Rare Delacroix study on view at Clark

February 17, 2016 by Lisa Zhang, Staff Writer

A rare study of Delacroix’s martyrdom of St. Sulpicius, shown publicly only for the second time. Photo courtesy of The New York Times.

A rare study of Delacroix’s martyrdom of St. Sulpicius, shown publicly only for the second time. Photo courtesy of The New York Times.

Art history as a discipline often seems static, frozen. We think of it in terms of eras and with those eras come artists’ names – from the Renaissance we have Michelangelo and da Vinci and, from Impressionism, Monet. There is a canon, and that canon seems inviolable, codified in textbooks and lecture halls.

But that’s not exactly how it works. For instance, there is a near-constant revision in the leading interpretation of famous pieces, even ones that have been around for centuries. Take “The Arnolfini Wedding” – or, as it’s now called, “The Arnolfini Portrait.” Or the attribution of the works of the famous “Master of Flémalle,” the creator of so many iconic northern European works of the Renaissance, to Robert Campin, 500 years after his death. Or – for an example closer to home – consider an obscure work by Eugène Delacroix, on long-term loan to the Sterling & Francine Clark Art Institute as of Feb. 9.

There are a couple intriguing things about this work, the first of which is embedded in that last sentence. It is a little-known work done by one of the best-known artists of the Romantic era – Delacroix. The painting, which scholars have tentatively titled “The Martyrdrom of Saint Sulpicius” and roughly dated to 1847-1850, depicts a man on his knees with arms outstretched, looking up. In the sky, angels spill over onto the clouds and an otherworldly light drenches the man’s face and tunic. Directly behind him, a horse rears up, its rider cast in an ominous shadow. A crowd wields weapons, rendered in sharp, chaotic diagonals. It seems a picture of an instant in time, suspended by that ethereal light.

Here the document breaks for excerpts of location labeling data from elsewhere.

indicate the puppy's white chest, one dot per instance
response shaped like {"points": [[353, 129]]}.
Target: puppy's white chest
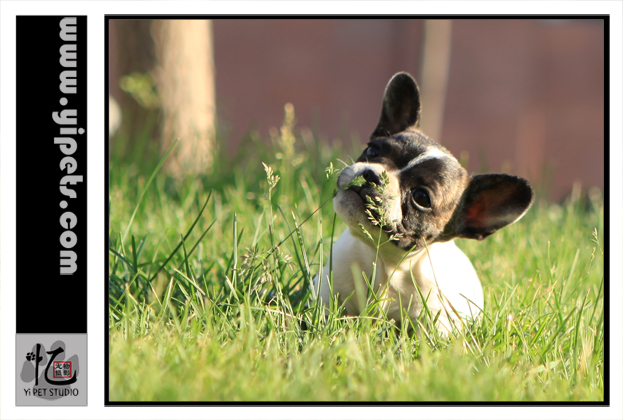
{"points": [[443, 276]]}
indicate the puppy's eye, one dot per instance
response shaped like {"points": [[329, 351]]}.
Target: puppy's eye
{"points": [[421, 198], [372, 152]]}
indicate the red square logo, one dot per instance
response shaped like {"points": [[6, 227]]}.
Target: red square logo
{"points": [[62, 370]]}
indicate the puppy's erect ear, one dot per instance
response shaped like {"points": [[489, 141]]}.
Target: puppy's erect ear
{"points": [[489, 203], [401, 106]]}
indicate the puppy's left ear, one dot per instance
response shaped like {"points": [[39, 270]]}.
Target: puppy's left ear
{"points": [[401, 106], [489, 203]]}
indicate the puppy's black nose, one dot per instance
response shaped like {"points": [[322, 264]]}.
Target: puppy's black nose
{"points": [[371, 176]]}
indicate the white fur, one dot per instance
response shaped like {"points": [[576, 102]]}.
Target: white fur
{"points": [[443, 274], [431, 153]]}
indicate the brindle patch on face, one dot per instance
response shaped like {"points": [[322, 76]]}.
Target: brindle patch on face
{"points": [[439, 174]]}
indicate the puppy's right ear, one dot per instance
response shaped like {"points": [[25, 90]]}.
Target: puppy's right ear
{"points": [[401, 106], [490, 202]]}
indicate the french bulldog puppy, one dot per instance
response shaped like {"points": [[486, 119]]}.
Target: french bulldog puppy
{"points": [[413, 192]]}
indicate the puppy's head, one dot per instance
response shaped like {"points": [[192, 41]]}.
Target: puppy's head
{"points": [[413, 189]]}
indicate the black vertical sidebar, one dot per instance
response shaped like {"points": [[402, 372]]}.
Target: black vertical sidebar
{"points": [[51, 200]]}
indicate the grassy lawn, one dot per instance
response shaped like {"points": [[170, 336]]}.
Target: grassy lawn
{"points": [[190, 259]]}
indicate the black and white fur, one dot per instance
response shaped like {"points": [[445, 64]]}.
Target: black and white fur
{"points": [[430, 200]]}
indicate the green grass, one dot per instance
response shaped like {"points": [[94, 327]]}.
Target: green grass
{"points": [[189, 259]]}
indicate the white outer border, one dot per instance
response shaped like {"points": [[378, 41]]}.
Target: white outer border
{"points": [[96, 181]]}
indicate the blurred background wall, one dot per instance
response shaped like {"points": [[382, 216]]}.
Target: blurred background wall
{"points": [[520, 96]]}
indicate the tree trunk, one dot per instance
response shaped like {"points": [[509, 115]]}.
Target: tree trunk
{"points": [[435, 70], [184, 76]]}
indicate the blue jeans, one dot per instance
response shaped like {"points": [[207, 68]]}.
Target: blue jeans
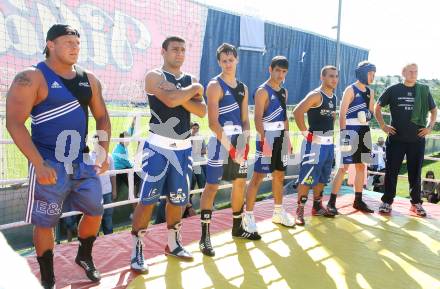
{"points": [[107, 217]]}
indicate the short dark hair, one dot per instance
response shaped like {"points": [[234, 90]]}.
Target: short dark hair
{"points": [[227, 49], [173, 38], [327, 67], [280, 61]]}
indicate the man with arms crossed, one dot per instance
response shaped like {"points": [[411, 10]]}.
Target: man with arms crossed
{"points": [[166, 158], [409, 104], [228, 147], [57, 94]]}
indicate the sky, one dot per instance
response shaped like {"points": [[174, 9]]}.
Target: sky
{"points": [[395, 32]]}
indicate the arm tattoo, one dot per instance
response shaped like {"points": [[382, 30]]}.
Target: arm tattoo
{"points": [[22, 79]]}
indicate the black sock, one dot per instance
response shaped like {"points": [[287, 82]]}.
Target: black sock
{"points": [[332, 200], [236, 223], [205, 218]]}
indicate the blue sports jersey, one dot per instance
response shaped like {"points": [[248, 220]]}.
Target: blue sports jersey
{"points": [[321, 118], [276, 110], [359, 104], [161, 122]]}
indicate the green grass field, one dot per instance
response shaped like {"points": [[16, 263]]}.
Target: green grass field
{"points": [[16, 164]]}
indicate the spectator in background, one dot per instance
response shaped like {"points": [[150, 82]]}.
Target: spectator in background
{"points": [[378, 155], [109, 192]]}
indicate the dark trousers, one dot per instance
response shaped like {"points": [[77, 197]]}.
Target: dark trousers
{"points": [[395, 153]]}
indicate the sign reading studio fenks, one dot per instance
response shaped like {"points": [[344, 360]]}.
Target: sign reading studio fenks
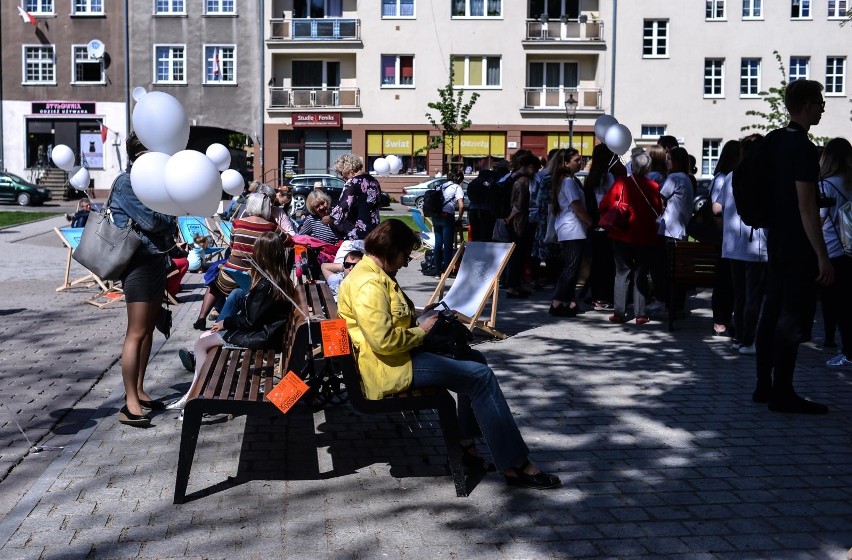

In this way the painting is not unusual; one can point to hundreds of other depictions of martyrdom or religious ecstasy that vary little from this theme. What is unusual is that “The Martyrdom” is not a finished work, but a study for one – and one that doesn’t seem to actually exist. There are, of course, theories. The most likely at the moment is that this is a preparatory work for Delacroix’s final commission, a set of murals for the Chapel of Holy Angels in the Church of Saint-Sulpice in Paris.

While there is no representation of St. Sulpicius in the Chapel of Holy Angels, according to the New York Times, a review of Delacroix’s journals from the time indicate that the subject matter of the murals was revised multiple times between its commission and its execution. It’s possible that the martyrdom of St. Sulpicius was once an option that was eventually discarded. The work is consistent, also, with Delacroix’s interests at the time. In writings from the 1840s and 1850s, Delacroix expressed an admiration for the painter Peter Paul Rubens. Indeed, the shadowed rider and horse behind the kneeling figure is strikingly similar to some of the early works of Rubens.

Whether or not the work is a preparatory sketch for the murals of the Chapel of Holy Angels, “The Martyrdom of Saint Sulpicius” is fascinating in its own right. We often see works after they’ve been finished; these sometimes bear little trace of the artistic process. This isn’t exactly the case with a painter like Delacroix, who favored broad, expressive brushstrokes over carefully blended, hyperrealistic pictures. But a sketch, with its hastily blocked-in colors – the torso of the rider a single mass of shadow, the facial features of the kneeling figure little more than three dabs of darker paint – reveals a lot about what the artist thought important to convey to a viewer.

In this case, we see the preeminence of light. Streaming into the scene from the top left corner, this light casts a deep shadow under the jaw of the kneeling man – this is where the eye goes first. His outstretched arms seem a direct response to the glow. (The sleeve of his tunic, rendered in a single quick stroke, looks literally to be a continuation of a ray.) Even the blades and trumpets of the riotous crowd behind him seems to emphasize the light by opposing it, the angles between them almost perfectly perpendicular.

Had this piece made it onto the walls of Saint-Sulpice, no doubt it would have been spectacular. One has to be grateful, though, for at least the existence of a sketch. It may not be grand in scale, nor groundbreaking in subject. But it is significant in its illumination of the artistic process of one of the premier painters of the 19th century. Beyond that, its reemergence after decades tucked away in a private collection, has reenergized a discipline typically thought static, revised a history previously thought whole and complete.